When writing there are certain rules writers should adhere to, rules such as correct grammar, dialogue, characterisation and plot. For me, writing for YA and writing in the magical, fantasy genre, it takes these rules and throws them out of the window. I do it whilst laughing. When I started writing Returned I scrawled down the things I wanted to do in the book. I was questioned by several people, the statements being, “you can’t do that in a book.” I reply, “Why not. It’s my book. I can do what I want.”

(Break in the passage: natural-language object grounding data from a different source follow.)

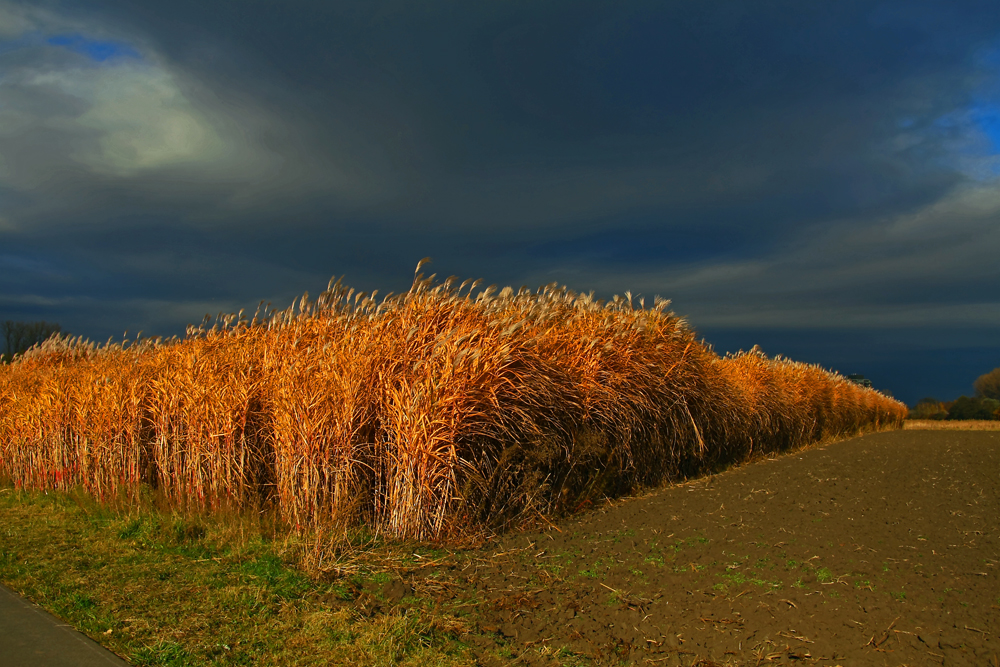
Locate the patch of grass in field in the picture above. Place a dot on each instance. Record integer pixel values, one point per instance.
(164, 589)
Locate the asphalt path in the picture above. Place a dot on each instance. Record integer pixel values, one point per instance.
(31, 637)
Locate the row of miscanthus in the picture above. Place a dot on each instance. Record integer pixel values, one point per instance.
(445, 409)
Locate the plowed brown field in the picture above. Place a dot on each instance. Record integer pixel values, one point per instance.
(880, 550)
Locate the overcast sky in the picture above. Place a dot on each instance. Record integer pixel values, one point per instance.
(819, 178)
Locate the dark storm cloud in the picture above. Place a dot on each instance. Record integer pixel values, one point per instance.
(788, 166)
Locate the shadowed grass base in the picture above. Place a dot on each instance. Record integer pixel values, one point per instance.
(161, 589)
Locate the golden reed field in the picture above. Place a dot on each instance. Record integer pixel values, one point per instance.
(442, 411)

Even whilst saying this I wasn’t going to describe the moon as being green, or creating characters that breathed through their belly buttons. I was always consciously aware that I wanted to make my book relatable and as real as I could. With this in mind I sort of created a YA recipe with three main ingredients, think of it as a lovely soup.
This is such a huge thing in my book. You couldn’t possibly have a powerless witch, where’s the fun in that? But I wanted their powers to be almost human. Like with Harry Potter, you don’t question what they do. They have a wand and they use it. I wanted this same effect with Cora. The power she has is super human but the way in which it is used doesn’t take this too far. When you read it you don’t question what she can do, you accept it; it becomes a part of who Cora is.

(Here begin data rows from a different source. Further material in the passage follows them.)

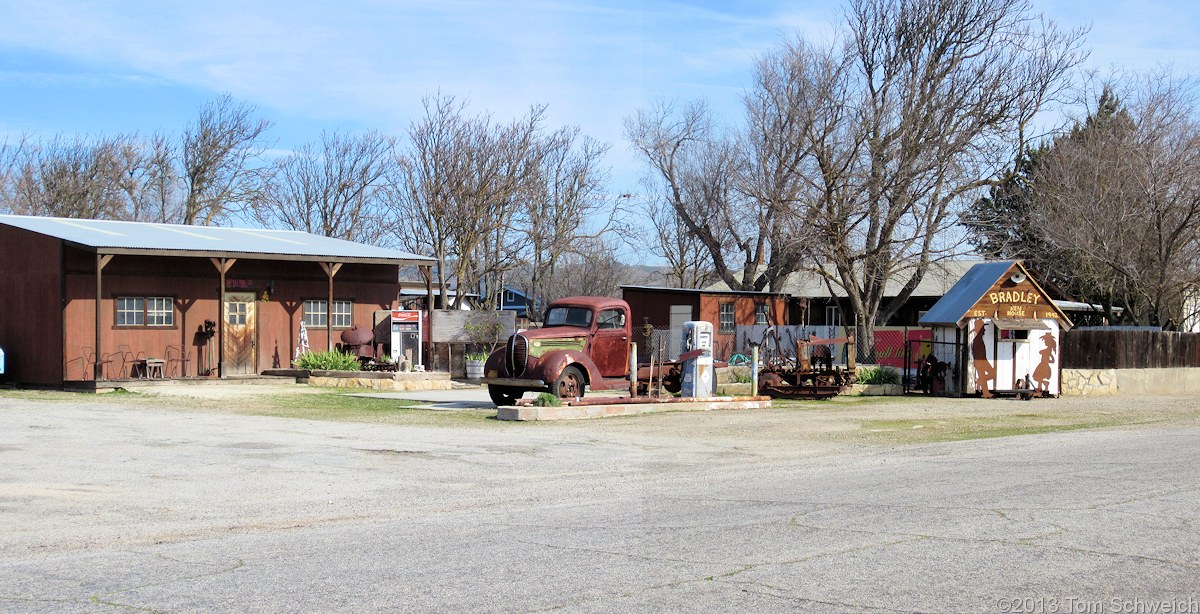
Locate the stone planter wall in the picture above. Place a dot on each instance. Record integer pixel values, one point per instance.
(1131, 381)
(875, 390)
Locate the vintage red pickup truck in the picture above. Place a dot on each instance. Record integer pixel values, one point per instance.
(583, 343)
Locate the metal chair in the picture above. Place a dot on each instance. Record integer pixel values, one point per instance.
(90, 362)
(178, 357)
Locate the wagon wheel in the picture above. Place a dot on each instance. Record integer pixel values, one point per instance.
(569, 384)
(504, 396)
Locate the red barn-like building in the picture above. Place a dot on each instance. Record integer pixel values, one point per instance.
(93, 300)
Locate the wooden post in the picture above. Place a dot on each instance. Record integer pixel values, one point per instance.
(222, 265)
(754, 371)
(97, 368)
(330, 270)
(429, 315)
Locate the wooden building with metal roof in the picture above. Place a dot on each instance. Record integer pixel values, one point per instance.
(94, 300)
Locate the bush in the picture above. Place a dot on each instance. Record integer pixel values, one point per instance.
(547, 401)
(879, 375)
(331, 360)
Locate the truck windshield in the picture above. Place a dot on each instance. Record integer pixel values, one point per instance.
(579, 317)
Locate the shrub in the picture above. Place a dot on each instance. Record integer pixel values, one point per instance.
(331, 360)
(879, 375)
(547, 401)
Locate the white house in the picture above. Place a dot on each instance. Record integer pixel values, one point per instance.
(996, 329)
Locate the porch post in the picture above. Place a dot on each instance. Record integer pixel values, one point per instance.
(223, 265)
(429, 315)
(99, 366)
(330, 270)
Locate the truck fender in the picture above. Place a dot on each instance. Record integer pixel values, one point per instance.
(553, 362)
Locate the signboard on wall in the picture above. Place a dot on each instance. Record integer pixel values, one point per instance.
(1014, 296)
(451, 326)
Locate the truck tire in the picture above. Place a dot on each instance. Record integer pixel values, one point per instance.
(569, 384)
(504, 396)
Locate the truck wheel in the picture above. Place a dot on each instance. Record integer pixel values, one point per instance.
(504, 396)
(569, 384)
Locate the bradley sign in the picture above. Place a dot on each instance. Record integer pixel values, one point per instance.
(1013, 296)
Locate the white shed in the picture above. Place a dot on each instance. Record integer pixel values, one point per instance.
(997, 330)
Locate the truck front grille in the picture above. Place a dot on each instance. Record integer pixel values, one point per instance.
(516, 354)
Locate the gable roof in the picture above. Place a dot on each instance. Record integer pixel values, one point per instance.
(714, 289)
(953, 307)
(809, 283)
(107, 236)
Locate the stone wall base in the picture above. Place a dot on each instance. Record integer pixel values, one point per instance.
(391, 381)
(1095, 383)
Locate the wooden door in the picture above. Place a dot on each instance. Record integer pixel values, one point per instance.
(240, 355)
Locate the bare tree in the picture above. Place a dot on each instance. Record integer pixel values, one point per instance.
(335, 188)
(101, 178)
(221, 167)
(1120, 196)
(905, 121)
(688, 260)
(162, 198)
(459, 188)
(592, 270)
(565, 206)
(696, 168)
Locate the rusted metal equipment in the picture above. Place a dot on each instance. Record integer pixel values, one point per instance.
(813, 374)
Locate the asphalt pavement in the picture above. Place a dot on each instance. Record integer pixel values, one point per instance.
(106, 507)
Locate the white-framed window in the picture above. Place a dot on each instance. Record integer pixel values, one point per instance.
(342, 314)
(145, 311)
(237, 313)
(726, 319)
(316, 313)
(131, 311)
(160, 311)
(762, 313)
(833, 315)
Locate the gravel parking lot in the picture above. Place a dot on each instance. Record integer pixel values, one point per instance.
(221, 501)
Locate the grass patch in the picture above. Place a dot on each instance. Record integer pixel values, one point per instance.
(346, 407)
(960, 428)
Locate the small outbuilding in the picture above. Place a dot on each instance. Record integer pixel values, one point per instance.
(93, 299)
(996, 330)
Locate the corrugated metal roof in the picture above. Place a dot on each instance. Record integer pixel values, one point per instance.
(939, 278)
(109, 236)
(954, 305)
(712, 289)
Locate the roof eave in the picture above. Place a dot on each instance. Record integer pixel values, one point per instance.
(253, 256)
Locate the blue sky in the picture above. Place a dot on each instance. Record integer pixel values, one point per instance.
(119, 66)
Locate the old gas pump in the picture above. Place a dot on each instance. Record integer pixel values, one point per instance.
(406, 336)
(697, 359)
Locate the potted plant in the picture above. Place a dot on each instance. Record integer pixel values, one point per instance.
(484, 331)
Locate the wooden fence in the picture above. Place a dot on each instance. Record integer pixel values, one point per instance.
(1129, 349)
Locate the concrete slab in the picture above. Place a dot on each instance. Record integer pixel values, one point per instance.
(525, 413)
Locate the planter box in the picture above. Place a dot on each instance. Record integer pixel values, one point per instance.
(875, 390)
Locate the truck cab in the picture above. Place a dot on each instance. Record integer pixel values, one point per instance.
(583, 343)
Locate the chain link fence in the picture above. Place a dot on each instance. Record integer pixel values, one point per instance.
(778, 344)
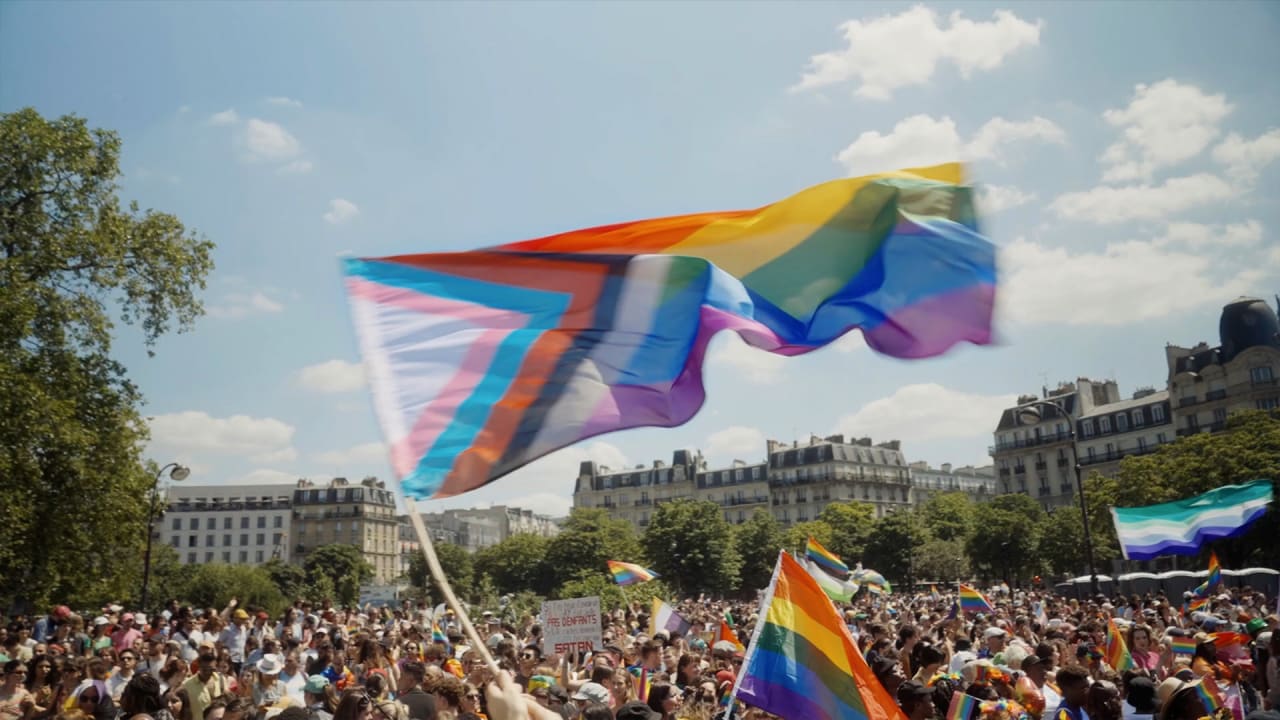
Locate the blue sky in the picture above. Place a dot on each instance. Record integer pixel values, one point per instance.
(1127, 154)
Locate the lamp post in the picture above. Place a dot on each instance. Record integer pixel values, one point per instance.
(177, 473)
(1032, 414)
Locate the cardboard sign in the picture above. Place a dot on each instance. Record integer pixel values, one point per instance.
(571, 625)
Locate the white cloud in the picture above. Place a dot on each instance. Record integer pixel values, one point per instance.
(228, 117)
(1107, 204)
(922, 140)
(333, 377)
(360, 456)
(270, 141)
(341, 210)
(1164, 124)
(736, 442)
(891, 51)
(749, 363)
(1244, 159)
(263, 440)
(999, 197)
(1146, 278)
(242, 304)
(296, 168)
(919, 413)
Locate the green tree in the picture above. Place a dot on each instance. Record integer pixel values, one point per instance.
(758, 542)
(588, 540)
(1006, 536)
(949, 516)
(339, 566)
(851, 525)
(1248, 450)
(894, 545)
(73, 260)
(690, 543)
(516, 564)
(458, 568)
(215, 584)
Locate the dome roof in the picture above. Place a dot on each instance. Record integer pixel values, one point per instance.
(1247, 322)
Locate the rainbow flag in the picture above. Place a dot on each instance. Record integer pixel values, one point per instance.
(973, 601)
(803, 662)
(1116, 650)
(963, 706)
(481, 361)
(630, 574)
(1212, 580)
(824, 557)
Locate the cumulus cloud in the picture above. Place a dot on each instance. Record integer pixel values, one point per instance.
(922, 140)
(339, 212)
(333, 377)
(1111, 204)
(1164, 124)
(890, 51)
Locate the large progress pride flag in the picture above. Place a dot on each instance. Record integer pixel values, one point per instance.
(485, 360)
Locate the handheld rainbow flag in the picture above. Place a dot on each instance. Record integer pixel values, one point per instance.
(803, 662)
(629, 573)
(1212, 579)
(826, 559)
(1116, 650)
(973, 601)
(481, 361)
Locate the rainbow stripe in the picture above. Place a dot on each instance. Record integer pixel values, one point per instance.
(1116, 650)
(973, 601)
(630, 574)
(803, 662)
(824, 557)
(481, 361)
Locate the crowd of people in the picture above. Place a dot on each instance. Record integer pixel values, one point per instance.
(1037, 656)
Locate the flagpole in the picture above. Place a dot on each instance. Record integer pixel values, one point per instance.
(760, 614)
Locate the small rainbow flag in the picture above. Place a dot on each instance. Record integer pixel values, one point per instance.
(1116, 651)
(963, 706)
(826, 559)
(629, 573)
(1210, 693)
(973, 601)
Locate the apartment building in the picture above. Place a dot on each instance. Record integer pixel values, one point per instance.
(234, 524)
(339, 511)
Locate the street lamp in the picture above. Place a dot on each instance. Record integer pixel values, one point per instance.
(1032, 414)
(177, 473)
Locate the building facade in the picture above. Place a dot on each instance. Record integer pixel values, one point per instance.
(234, 524)
(361, 514)
(794, 482)
(978, 483)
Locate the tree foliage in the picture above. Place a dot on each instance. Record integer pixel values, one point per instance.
(341, 568)
(758, 542)
(72, 261)
(690, 543)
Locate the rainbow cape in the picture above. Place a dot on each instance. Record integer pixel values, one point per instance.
(803, 662)
(973, 601)
(824, 557)
(481, 361)
(629, 574)
(1116, 650)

Without this, you don’t have a lot to work from. Having magic in my book was a main factor but it’s also important for those readers to imagine it. To be able to see Cora use her power, how it moves, how she moves. I have quite a weird and wonderful imagination, characters such as Cora and Jack do some rather strange things with their powers, I have stretched the reader’s imagination but not once have I gone past the barrier that makes it unbelievable.
3. Characters’ who you can identify with.
This is the final ingredient, like the glue that holds it all together, not like you would put glue in soup but you get what I’m saying.... Anyway, you have magic; you have people imaging this magic so now you need relatable characters. For example, I couldn’t create a main character that was a snotty nosed, zombie loving middle aged woman with these great powers, you wouldn’t believe the plot. You’d read one line and then put the book down. I needed to make Cora a believable character, someone you could find yourself being friends with. Cora needed to live a hard life before finding out she was a witch so that she could truly appreciate how her life had changed, why she needed to appreciate those in her life.
In my opinion, if you put those three ingredients together you have the recipe for a fantastic book.
Keeley lives in the UK with her husband and rabbit. She has a BA Hons in English Literature and Language from the Open University. When she isn't writing and spending time with her "book friends" she also loves to read and keep fit, by keeping fit she means picking up chocolate and placing it in her mouth, then repeating the process. It's a very good workout!
Pendle Hill Trilogy #1
Pendle Hill Trilogy #1
17 year old Cora Hunt has one wish, to live the life of a normal teenager.
Her wish never comes true.
After her reluctant move to a sleepy village in the middle of Lancashire Cora's life is turned upside down when she discovers she is a witch, a very powerful witch. Cora is not just any old witch, she is the daughter of Alizon Device who was one of the most powerful witches of her time.
Dealing with her new found powers is quite a challenge, but when the past she didn't know about unearths new complications in the form of Jack Thomas, her life becomes increasingly dangerous with each waking minute.
Jack also has a secret past, a past that clashes with Cora's.
A confrontation between the two results in a life or death situation. The brutal events of 1612 happened hundreds of years ago, but what Jack and Cora face is a definite déjà vu. The only question is, will their fate be the same as those who perished in 1612?